Юноша вышел в центр сцены, и Льюис протянул ему руку, представляя публике своего сына. Лицо профессора сияло от гордости. Взгляд Кромвеля скользил по толпе. Я хлопала и хлопала, охваченная бурным восторгом. Я восхищалась Кромвелем, его музыкой и любовью, которую он мне подарил.

А потом он заметил меня. Юноша поднял руку, похлопал себя по груди, там, где сердце, и застенчиво улыбнулся. Счастье захлестнуло меня с головой. Кромвель поклонился и покинул сцену. Аплодисменты не стихали еще долго – лучшее свидетельство того, что музыка Кромвеля глубоко запала слушателям в души.

Когда театр опустел, мы с мамой отправились за кулисы. Сердце отчаянно колотилось у меня в груди, я нервно расправляла складки платья. За сценой расхаживали туда-сюда музыканты, было видно, что их переполняет адреналин.

Наконец мы повернули за угол, и я увидела его.

Кромвель стоял в конце коридора, прислонившись к стене и закрыв глаза, он тяжело дышал. Развязал свой галстук-бабочку и расстегнул верхние пуговицы рубашки, а рукава закатал до локтей, выставив напоказ татуировки.

– Оставлю вас вдвоем.

Мамины шаги стихли вдали.

Кромвель открыл глаза, увидел меня и вздрогнул, потом резко выпрямился, его грудь раздувалась, как кузнечные мехи. Юноша сделал было шаг ко мне, но я выставила перед собой руку с открытой ладонью, прося его остановиться.

Кромвель послушно замер, а я сделала глубокий вдох, потом крепко ухватилась за ручки кресла, опустила дрожащие ноги на пол… Все это время я, не отрываясь, смотрела на Кромвеля. Его лицо осветилось, гордой улыбкой, когда я сделала шаг ему навстречу, мои слабые ноги знали: у них нет выбора, кроме как нести меня вперед. Потому что они знали, как знало и мое сердце, что я должна быть с Кромвелем.

Он был нашим домом.

Мое сердце билось очень сильно. Я шагала к Кромвелю, вспоминая о симфонии, которую он сочинил для меня. Я шла, восстанавливая в памяти каждую ноту, каждое яркое пятно, ведь все они рассказывали мне о душе Кромвеля. Я все двигалась вперед, переставляя ноги одну за другой, пока не почувствовала, что задыхаюсь, но к этому моменту я уже оказалась перед юношей. Сделала это ради него, боролась изо всех сил, ради возможности быть здесь. И сейчас отказывалась сдаваться.

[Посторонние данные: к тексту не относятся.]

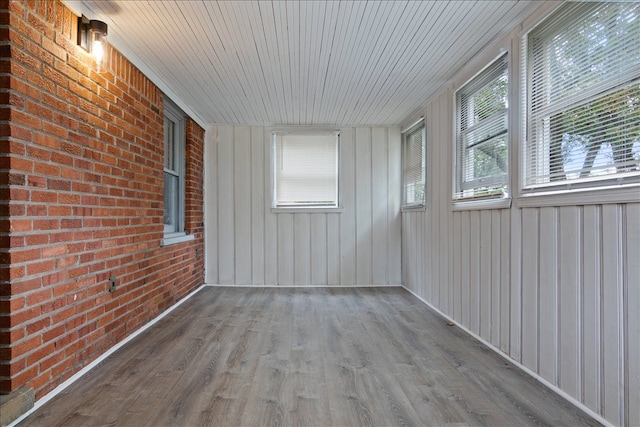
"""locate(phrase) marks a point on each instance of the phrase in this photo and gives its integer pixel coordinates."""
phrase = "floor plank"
(305, 356)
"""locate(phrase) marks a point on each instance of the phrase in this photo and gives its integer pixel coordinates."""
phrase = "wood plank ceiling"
(302, 62)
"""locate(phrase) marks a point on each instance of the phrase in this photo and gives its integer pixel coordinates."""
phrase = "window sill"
(478, 205)
(413, 208)
(175, 238)
(586, 196)
(308, 209)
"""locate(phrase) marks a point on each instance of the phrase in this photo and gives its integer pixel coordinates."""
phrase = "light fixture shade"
(92, 36)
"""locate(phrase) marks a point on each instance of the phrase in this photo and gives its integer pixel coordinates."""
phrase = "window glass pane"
(174, 167)
(170, 200)
(413, 165)
(306, 169)
(584, 95)
(482, 133)
(169, 144)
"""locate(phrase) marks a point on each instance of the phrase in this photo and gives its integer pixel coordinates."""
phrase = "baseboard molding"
(215, 285)
(53, 393)
(517, 364)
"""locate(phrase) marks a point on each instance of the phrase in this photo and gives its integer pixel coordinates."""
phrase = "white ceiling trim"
(302, 63)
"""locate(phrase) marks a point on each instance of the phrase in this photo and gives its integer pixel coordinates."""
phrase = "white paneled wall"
(554, 287)
(249, 244)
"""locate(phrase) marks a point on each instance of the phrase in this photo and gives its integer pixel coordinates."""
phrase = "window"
(174, 167)
(413, 165)
(583, 97)
(482, 158)
(305, 169)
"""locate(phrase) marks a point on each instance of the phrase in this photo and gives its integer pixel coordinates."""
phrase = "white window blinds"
(306, 169)
(413, 165)
(583, 66)
(482, 133)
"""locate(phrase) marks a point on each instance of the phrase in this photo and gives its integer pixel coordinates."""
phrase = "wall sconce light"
(92, 36)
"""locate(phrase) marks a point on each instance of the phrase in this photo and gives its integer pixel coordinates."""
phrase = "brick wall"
(81, 175)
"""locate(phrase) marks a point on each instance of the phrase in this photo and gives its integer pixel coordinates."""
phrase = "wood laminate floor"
(305, 357)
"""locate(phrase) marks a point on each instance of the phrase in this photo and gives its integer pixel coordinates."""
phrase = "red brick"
(85, 156)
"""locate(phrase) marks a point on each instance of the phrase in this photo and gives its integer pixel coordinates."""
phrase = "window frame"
(494, 200)
(304, 208)
(420, 126)
(609, 188)
(175, 232)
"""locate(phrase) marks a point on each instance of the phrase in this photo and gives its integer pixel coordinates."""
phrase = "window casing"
(174, 170)
(413, 165)
(582, 70)
(305, 169)
(482, 134)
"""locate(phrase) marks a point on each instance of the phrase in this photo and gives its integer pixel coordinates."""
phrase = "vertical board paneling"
(348, 216)
(554, 287)
(242, 204)
(257, 206)
(632, 309)
(437, 197)
(591, 279)
(256, 244)
(226, 217)
(380, 221)
(516, 284)
(529, 346)
(333, 249)
(302, 249)
(548, 309)
(211, 205)
(496, 283)
(474, 272)
(485, 275)
(286, 252)
(611, 309)
(457, 267)
(464, 263)
(393, 199)
(363, 206)
(270, 220)
(443, 279)
(505, 282)
(319, 255)
(569, 283)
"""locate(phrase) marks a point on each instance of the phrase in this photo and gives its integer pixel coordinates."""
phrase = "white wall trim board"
(506, 357)
(53, 393)
(302, 286)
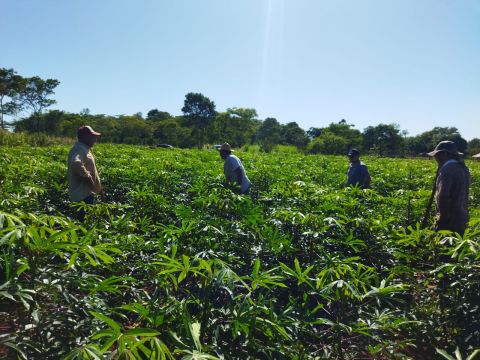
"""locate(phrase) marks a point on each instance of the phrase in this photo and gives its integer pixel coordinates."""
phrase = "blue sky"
(411, 62)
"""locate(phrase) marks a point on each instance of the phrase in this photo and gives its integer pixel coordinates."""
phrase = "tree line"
(200, 124)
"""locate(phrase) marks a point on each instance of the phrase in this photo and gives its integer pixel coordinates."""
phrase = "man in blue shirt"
(358, 172)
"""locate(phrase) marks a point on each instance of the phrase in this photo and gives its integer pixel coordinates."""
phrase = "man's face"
(224, 154)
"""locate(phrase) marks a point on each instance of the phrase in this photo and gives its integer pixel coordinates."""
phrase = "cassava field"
(170, 264)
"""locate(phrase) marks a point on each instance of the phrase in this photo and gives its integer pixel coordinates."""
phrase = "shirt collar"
(82, 145)
(451, 161)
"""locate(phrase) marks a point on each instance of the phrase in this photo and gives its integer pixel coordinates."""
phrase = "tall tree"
(237, 126)
(383, 139)
(199, 111)
(10, 84)
(35, 93)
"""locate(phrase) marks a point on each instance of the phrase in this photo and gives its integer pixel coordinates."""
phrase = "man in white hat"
(235, 176)
(83, 179)
(451, 188)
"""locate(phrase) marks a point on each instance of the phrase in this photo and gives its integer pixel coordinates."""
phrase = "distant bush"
(37, 139)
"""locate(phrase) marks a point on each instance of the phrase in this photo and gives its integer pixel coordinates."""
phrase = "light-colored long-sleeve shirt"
(83, 179)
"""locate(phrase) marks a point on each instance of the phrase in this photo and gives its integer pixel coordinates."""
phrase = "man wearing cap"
(235, 176)
(83, 179)
(358, 174)
(451, 188)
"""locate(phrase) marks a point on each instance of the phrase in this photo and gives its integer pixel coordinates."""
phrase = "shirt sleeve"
(232, 163)
(443, 200)
(78, 166)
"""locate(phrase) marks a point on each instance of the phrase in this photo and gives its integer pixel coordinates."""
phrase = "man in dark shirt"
(358, 174)
(451, 188)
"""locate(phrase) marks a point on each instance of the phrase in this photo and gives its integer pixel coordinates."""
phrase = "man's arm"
(80, 169)
(443, 201)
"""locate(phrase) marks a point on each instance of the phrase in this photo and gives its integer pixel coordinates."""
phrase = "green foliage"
(171, 264)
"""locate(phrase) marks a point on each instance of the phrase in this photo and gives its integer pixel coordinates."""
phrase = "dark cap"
(445, 146)
(87, 130)
(353, 152)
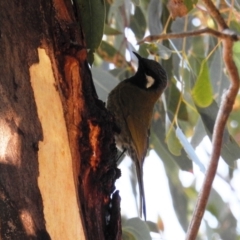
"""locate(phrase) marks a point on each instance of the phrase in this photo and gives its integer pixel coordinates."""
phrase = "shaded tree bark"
(57, 151)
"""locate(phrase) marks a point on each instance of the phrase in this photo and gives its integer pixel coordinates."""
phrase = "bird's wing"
(137, 116)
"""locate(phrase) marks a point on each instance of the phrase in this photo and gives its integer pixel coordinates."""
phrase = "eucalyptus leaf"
(92, 15)
(104, 82)
(138, 23)
(230, 149)
(202, 90)
(135, 229)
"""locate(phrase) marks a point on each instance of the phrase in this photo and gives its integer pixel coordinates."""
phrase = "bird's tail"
(142, 201)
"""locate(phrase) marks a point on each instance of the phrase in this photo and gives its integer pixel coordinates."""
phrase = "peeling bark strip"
(91, 137)
(57, 151)
(21, 208)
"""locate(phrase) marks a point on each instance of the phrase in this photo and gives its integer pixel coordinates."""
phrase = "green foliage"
(92, 16)
(197, 82)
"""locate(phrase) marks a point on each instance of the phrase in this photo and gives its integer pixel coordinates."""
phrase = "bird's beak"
(137, 55)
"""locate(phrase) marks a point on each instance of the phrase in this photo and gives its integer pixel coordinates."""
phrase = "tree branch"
(223, 114)
(221, 35)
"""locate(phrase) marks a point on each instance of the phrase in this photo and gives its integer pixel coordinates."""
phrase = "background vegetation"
(185, 115)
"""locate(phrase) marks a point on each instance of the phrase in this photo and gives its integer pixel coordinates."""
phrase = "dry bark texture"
(39, 41)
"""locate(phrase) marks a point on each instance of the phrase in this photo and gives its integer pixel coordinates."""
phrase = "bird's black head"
(150, 74)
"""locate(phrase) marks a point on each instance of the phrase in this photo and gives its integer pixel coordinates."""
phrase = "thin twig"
(222, 116)
(221, 35)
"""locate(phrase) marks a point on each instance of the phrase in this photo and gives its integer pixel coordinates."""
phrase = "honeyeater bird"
(131, 102)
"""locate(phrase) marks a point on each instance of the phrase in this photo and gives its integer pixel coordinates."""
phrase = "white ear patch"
(150, 81)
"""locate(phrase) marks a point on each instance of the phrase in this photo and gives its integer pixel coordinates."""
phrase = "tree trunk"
(57, 151)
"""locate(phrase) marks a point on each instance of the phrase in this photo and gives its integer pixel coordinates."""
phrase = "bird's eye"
(150, 81)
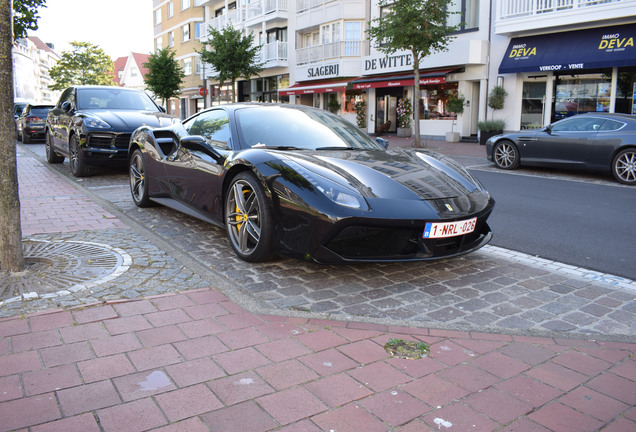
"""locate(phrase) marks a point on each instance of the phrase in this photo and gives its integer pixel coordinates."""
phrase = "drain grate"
(60, 267)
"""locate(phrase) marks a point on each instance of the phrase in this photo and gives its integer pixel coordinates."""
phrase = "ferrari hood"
(395, 174)
(129, 120)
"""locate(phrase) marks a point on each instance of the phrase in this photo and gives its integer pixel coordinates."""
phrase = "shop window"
(433, 101)
(185, 33)
(464, 14)
(581, 95)
(187, 66)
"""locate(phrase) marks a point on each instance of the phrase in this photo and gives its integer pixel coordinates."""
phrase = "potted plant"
(455, 105)
(361, 113)
(333, 105)
(489, 128)
(404, 114)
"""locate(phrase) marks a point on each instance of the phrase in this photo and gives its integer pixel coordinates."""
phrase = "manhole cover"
(55, 267)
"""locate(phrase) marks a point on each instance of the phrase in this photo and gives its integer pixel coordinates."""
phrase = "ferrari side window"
(213, 125)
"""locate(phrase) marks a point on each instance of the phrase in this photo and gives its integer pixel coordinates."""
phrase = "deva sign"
(521, 50)
(614, 41)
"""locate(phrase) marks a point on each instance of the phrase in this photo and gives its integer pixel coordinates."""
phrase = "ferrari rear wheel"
(51, 156)
(624, 167)
(75, 160)
(247, 219)
(506, 155)
(138, 183)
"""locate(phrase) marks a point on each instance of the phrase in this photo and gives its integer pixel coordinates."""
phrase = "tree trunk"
(11, 257)
(416, 98)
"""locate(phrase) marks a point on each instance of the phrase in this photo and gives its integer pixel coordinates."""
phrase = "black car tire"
(138, 184)
(624, 166)
(506, 155)
(76, 163)
(247, 219)
(51, 156)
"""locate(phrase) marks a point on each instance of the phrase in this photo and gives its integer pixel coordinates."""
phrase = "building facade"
(32, 62)
(177, 25)
(316, 52)
(563, 57)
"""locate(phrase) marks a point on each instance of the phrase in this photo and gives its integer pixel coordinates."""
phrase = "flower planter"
(404, 132)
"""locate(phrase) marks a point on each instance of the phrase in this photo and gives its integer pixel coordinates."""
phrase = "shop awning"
(581, 49)
(426, 77)
(320, 86)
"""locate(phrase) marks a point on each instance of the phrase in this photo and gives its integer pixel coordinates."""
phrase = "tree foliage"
(165, 75)
(416, 26)
(11, 256)
(232, 55)
(25, 16)
(84, 64)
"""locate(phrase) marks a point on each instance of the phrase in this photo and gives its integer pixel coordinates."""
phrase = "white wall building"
(32, 61)
(317, 53)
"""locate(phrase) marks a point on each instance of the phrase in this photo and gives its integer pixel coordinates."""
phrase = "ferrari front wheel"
(138, 183)
(624, 167)
(506, 155)
(247, 219)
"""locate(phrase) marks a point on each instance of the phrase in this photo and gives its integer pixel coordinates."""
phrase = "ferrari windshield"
(114, 98)
(290, 128)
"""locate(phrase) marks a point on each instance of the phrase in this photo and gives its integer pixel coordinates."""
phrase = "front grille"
(109, 141)
(386, 243)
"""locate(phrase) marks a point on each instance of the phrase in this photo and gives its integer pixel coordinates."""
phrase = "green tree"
(11, 255)
(84, 64)
(416, 26)
(25, 16)
(165, 75)
(232, 55)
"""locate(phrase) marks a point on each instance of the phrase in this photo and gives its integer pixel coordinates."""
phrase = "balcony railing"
(218, 23)
(304, 5)
(518, 8)
(322, 52)
(264, 7)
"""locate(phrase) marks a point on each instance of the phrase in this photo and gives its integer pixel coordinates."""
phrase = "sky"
(117, 26)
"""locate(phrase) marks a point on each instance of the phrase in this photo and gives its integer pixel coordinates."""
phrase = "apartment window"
(187, 66)
(330, 32)
(185, 33)
(353, 32)
(464, 13)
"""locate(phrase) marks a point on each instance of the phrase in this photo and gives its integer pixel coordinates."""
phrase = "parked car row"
(299, 181)
(599, 142)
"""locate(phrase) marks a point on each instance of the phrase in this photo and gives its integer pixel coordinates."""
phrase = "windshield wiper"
(337, 148)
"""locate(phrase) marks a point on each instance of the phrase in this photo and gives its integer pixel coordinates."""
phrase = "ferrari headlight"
(94, 122)
(336, 192)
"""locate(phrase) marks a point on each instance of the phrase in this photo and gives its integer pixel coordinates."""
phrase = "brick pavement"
(193, 358)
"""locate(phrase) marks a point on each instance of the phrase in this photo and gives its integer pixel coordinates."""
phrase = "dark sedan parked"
(299, 181)
(32, 122)
(593, 141)
(92, 125)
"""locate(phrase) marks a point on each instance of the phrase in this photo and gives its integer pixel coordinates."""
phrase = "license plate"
(449, 229)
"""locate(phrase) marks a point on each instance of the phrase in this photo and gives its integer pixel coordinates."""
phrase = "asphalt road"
(571, 221)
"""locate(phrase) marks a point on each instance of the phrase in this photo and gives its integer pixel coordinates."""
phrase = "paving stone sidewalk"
(189, 354)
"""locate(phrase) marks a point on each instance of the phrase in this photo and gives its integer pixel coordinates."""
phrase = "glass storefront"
(433, 100)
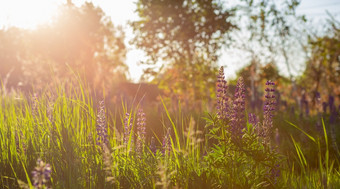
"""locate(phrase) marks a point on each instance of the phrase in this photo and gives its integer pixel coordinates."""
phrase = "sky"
(36, 12)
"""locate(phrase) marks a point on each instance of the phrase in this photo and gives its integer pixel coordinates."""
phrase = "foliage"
(322, 71)
(185, 37)
(81, 146)
(78, 38)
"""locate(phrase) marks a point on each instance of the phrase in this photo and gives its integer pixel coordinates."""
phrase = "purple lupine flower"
(252, 119)
(41, 174)
(275, 172)
(128, 129)
(331, 103)
(101, 125)
(324, 107)
(268, 108)
(141, 123)
(153, 145)
(221, 94)
(167, 143)
(237, 117)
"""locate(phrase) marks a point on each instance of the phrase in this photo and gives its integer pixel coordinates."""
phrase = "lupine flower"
(268, 108)
(275, 172)
(141, 123)
(101, 125)
(237, 117)
(324, 107)
(128, 129)
(221, 93)
(167, 143)
(35, 103)
(41, 174)
(331, 103)
(153, 145)
(252, 119)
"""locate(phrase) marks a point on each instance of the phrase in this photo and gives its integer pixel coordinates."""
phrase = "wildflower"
(221, 93)
(237, 117)
(167, 143)
(141, 123)
(101, 125)
(41, 174)
(153, 145)
(128, 128)
(252, 119)
(268, 108)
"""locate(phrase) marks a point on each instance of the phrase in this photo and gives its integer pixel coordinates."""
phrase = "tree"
(186, 36)
(82, 39)
(322, 72)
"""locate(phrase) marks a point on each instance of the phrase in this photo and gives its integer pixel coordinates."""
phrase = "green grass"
(60, 128)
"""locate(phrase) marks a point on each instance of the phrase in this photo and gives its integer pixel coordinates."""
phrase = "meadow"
(66, 138)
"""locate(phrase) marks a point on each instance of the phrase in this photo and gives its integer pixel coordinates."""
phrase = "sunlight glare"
(27, 14)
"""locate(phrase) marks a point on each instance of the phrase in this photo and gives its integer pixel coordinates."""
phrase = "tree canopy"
(82, 39)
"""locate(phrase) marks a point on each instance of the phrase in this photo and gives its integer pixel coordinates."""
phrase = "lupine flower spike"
(167, 143)
(268, 109)
(101, 125)
(222, 99)
(41, 174)
(141, 123)
(153, 146)
(128, 129)
(237, 117)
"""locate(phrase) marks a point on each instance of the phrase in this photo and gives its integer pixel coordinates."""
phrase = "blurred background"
(174, 48)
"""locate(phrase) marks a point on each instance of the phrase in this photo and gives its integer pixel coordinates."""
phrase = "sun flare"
(27, 14)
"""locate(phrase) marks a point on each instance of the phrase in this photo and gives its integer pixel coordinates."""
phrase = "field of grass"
(66, 139)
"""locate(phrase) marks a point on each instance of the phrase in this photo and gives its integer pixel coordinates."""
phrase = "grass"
(60, 127)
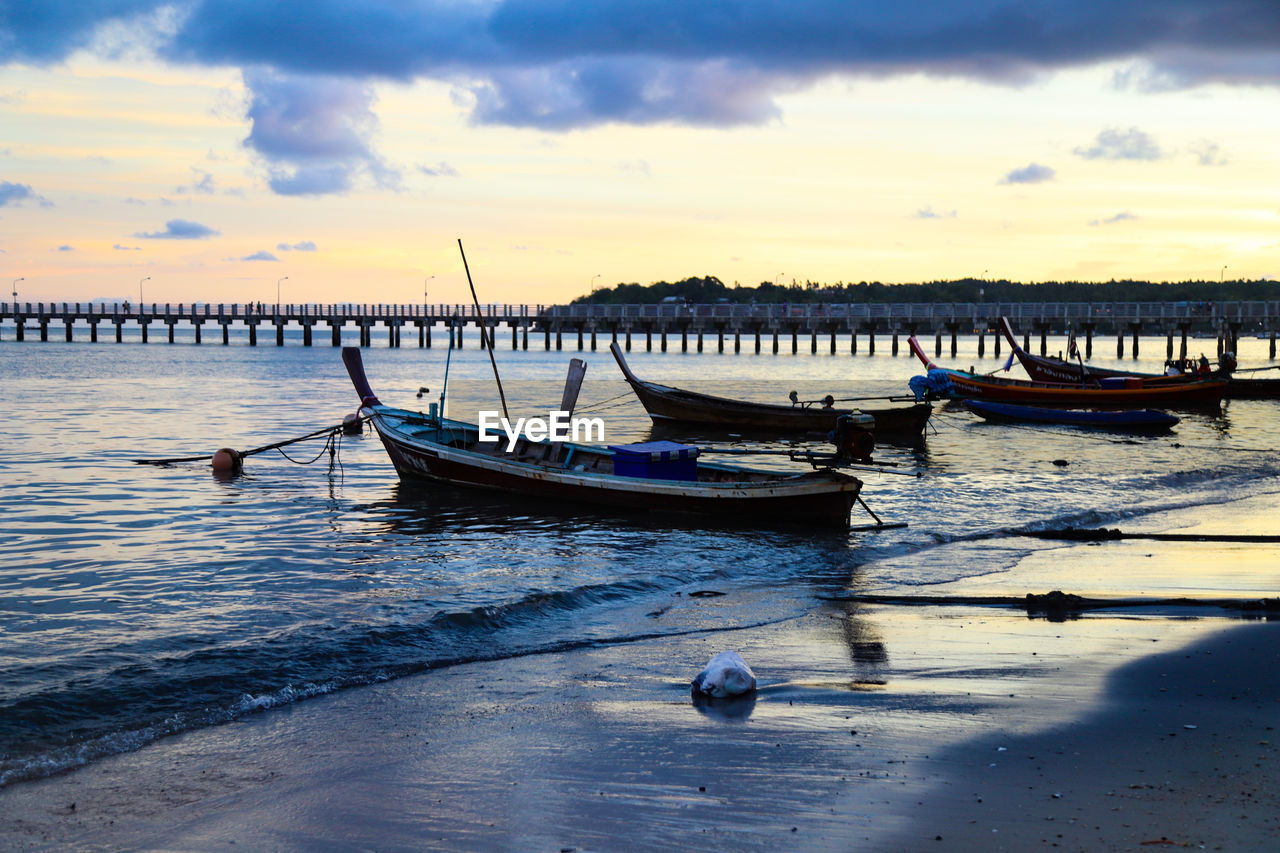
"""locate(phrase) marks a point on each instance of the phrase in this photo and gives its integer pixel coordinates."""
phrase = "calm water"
(141, 601)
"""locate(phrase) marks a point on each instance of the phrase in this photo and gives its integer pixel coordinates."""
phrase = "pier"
(757, 328)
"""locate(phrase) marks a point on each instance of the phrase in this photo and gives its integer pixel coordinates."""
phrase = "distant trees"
(708, 288)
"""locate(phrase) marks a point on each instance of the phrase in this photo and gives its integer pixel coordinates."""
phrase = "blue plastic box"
(656, 461)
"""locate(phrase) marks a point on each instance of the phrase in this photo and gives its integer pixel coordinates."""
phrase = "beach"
(960, 728)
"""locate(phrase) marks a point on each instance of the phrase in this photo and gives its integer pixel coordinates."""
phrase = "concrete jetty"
(771, 328)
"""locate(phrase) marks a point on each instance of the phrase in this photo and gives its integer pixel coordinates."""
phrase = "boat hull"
(818, 498)
(1197, 395)
(1097, 419)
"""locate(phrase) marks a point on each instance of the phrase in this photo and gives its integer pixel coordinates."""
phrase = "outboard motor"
(853, 441)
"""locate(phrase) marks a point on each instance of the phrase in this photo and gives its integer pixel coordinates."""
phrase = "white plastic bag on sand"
(725, 675)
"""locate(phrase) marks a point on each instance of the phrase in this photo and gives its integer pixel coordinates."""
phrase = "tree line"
(708, 290)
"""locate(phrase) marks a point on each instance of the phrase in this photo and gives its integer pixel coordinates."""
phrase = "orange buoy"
(228, 460)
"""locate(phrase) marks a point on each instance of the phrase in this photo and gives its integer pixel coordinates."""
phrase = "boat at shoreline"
(1111, 392)
(1052, 369)
(890, 424)
(653, 477)
(1132, 419)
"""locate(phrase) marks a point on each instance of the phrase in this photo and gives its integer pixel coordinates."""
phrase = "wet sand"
(876, 726)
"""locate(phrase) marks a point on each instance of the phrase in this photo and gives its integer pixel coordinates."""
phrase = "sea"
(142, 601)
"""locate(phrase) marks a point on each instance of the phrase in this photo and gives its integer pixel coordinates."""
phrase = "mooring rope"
(330, 445)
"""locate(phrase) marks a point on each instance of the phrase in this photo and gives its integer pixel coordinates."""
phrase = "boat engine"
(854, 442)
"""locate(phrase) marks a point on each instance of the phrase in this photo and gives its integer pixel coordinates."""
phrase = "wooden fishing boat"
(890, 424)
(658, 477)
(1112, 392)
(1050, 369)
(1091, 418)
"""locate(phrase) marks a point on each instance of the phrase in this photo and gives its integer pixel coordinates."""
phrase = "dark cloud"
(1116, 145)
(314, 132)
(571, 63)
(1029, 173)
(16, 194)
(179, 229)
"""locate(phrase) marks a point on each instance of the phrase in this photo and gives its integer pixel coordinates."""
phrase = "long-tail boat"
(1136, 419)
(891, 424)
(1051, 369)
(659, 477)
(1109, 392)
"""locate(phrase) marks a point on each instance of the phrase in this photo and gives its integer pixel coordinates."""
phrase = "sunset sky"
(218, 146)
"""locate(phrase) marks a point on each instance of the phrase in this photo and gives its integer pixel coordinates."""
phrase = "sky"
(338, 150)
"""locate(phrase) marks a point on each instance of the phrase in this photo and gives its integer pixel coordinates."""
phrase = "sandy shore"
(856, 739)
(876, 728)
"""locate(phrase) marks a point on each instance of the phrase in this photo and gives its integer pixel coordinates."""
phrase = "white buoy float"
(725, 675)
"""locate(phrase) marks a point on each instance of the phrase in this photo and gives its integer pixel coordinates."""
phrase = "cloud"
(557, 64)
(1114, 145)
(314, 133)
(179, 229)
(202, 182)
(1029, 173)
(16, 194)
(1112, 220)
(1208, 153)
(439, 170)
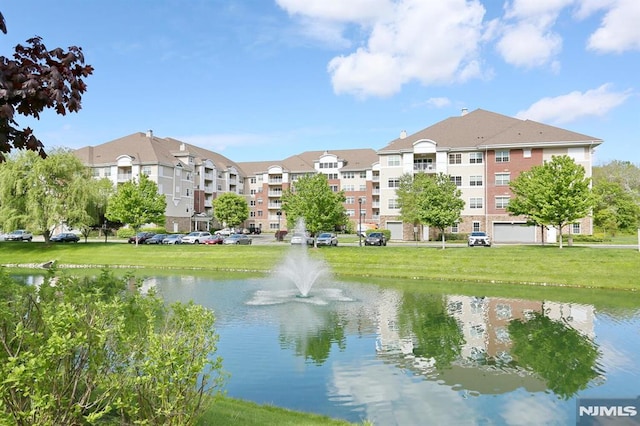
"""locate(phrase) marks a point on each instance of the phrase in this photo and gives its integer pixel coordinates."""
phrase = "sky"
(259, 80)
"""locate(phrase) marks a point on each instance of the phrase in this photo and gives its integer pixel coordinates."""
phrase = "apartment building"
(482, 151)
(353, 171)
(190, 177)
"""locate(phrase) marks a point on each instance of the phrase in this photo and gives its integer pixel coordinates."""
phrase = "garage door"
(514, 233)
(396, 230)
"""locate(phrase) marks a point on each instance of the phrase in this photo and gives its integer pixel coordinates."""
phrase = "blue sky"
(265, 79)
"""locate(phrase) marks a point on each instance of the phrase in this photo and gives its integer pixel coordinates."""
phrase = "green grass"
(577, 266)
(576, 274)
(230, 411)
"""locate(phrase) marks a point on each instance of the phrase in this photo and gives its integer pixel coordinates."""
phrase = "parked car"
(65, 237)
(375, 239)
(141, 237)
(173, 239)
(327, 239)
(301, 239)
(156, 239)
(195, 237)
(237, 239)
(479, 239)
(213, 239)
(19, 235)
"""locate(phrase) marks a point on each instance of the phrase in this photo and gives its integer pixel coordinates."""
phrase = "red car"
(212, 239)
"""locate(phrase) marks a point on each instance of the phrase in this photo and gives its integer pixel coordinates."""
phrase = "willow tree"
(136, 203)
(43, 194)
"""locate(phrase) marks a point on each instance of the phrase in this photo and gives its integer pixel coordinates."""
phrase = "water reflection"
(405, 358)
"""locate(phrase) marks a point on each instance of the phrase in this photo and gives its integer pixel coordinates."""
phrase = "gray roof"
(148, 150)
(355, 159)
(484, 129)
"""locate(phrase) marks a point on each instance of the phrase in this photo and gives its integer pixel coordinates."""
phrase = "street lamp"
(360, 200)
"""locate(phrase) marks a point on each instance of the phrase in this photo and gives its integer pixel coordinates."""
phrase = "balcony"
(424, 167)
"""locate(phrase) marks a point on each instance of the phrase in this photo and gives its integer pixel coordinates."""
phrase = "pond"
(360, 351)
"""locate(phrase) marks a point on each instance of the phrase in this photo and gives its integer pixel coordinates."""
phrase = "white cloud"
(575, 105)
(618, 31)
(528, 45)
(527, 39)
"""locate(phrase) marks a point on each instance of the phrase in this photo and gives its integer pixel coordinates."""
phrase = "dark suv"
(375, 239)
(479, 239)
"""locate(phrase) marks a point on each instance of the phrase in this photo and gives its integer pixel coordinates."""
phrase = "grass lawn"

Я подняла глаза, и наши взгляды встретились. Глаза Кромвеля сияли.

– Это было прекрасно, – прошептала я хрипло.

– Малышка.

Он протянул ко мне руки, и я зажмурилась, потому что уже очень давно мечтала, что он меня обнимет. Когда его губы коснулись моих, я вспомнила обо всех наших поцелуях, таких сладких и идеальных.

Я чувствовала его, чувствовала все это волшебное мгновение. Когда юноша отстранился, я посмотрела в его глаза.

– Я люблю тебя, – сказала я, держась за его запястья.

Ладони Кромвеля накрыли мои щеки.

– Я тоже тебя люблю, – выдохнул он и закрыл глаза. Словно не мог поверить, что я здесь, как будто я – это его сказочный сон.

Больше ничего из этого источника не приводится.